Suite à un arrêté départemental en date du 26 juillet, deux bataillons furent réquisitionnés et deux escadrons de cavalerie. Les districts de la Flèche, de Château-du Loir et de Sillé fournirent les hommes demandés, mais ailleurs la réquisition fut un échec retentissant, le district de Mamers malgré d’importants efforts ne put fournir que 14 volontaires… dont 7 furent déclarés impropres car n’ayant pas l’âge minimum de 18 ans1. La ville de Lude fournit un bataillon durant l’été.

Historique :

La division de droite de l’armée des Côtes de la Rochelle ayant été écrasée à Vihiers, le général Bonchamps pensa le moment venu d’une offensive plus ambitieuse.
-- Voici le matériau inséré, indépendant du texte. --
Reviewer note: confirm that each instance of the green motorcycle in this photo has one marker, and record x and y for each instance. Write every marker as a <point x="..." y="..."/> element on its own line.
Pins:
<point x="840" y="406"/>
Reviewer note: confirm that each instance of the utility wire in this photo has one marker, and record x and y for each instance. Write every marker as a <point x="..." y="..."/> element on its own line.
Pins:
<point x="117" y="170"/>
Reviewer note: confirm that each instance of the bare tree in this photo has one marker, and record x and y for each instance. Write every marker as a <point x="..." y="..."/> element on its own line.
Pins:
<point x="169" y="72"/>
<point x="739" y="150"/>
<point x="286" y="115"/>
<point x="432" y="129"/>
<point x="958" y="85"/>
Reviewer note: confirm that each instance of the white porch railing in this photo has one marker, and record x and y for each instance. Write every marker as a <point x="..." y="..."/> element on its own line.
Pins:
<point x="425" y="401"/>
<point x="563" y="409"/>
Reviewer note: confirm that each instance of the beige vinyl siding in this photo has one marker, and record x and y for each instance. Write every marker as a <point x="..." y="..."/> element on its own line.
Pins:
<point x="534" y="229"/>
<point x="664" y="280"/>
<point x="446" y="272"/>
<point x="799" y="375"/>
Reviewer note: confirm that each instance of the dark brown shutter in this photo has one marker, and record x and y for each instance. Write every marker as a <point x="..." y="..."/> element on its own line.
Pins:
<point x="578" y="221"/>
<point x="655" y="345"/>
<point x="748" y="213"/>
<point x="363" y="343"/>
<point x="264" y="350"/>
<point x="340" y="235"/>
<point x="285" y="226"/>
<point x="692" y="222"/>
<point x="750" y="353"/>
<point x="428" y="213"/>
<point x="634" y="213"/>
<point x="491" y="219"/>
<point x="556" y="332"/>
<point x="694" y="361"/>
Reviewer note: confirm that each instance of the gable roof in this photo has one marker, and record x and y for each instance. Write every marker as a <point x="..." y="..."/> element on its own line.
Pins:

Le 26 juillet 1793, il s’empara des hauteurs d’Erigné et s’empara des Ponts-de-Cé. La rive droite était forcée et la route d’Angers à nouveau ouverte. Le 6ème de Paris s’était replié sans même livrer combat, abandonnant les passages tout bonnement. Le lieutenant-colonel Bourgeois du 8ème de Paris, excita quant à lui à la lutte, mais il fut précipité dans le fleuve de la Loire avec ses 600 hommes. Il le traversa à la nage et rallia quelques survivants sur l’autre rive. Sa femme faite prisonnière par les Vendéens se jeta dit la légende dans les flots son enfant dans les bras, plutôt que de crier « Vive le Roi ! », un monument fut érigé à sa mémoire en 1891, à la Roche-du-Mur. Dans la ville d’Angers, la panique était totale, la population commençait déjà à fuir. Bourgeois bien que blessé rassembla son bataillon, ainsi que le bataillon des Lombards (Paris). Il fut rejoint par le bataillon de Jemmapes et contre-attaqua les bandes de Bonchamps. Ils se retranchèrent dans le château et dans les îles près des Ponts-de-Cé et résistèrent avec acharnement durant deux jours. Le 28 juillet, l’adjudant-général Talot apporta le renfort de la garde nationale d’Angers et des détachements de gardes nationaux de la Sarthe. Les paysans vendéens abandonnèrent alors Bonchamps, se replièrent et laissèrent les républicains maîtres des îles et bientôt de la butte d’Erigné.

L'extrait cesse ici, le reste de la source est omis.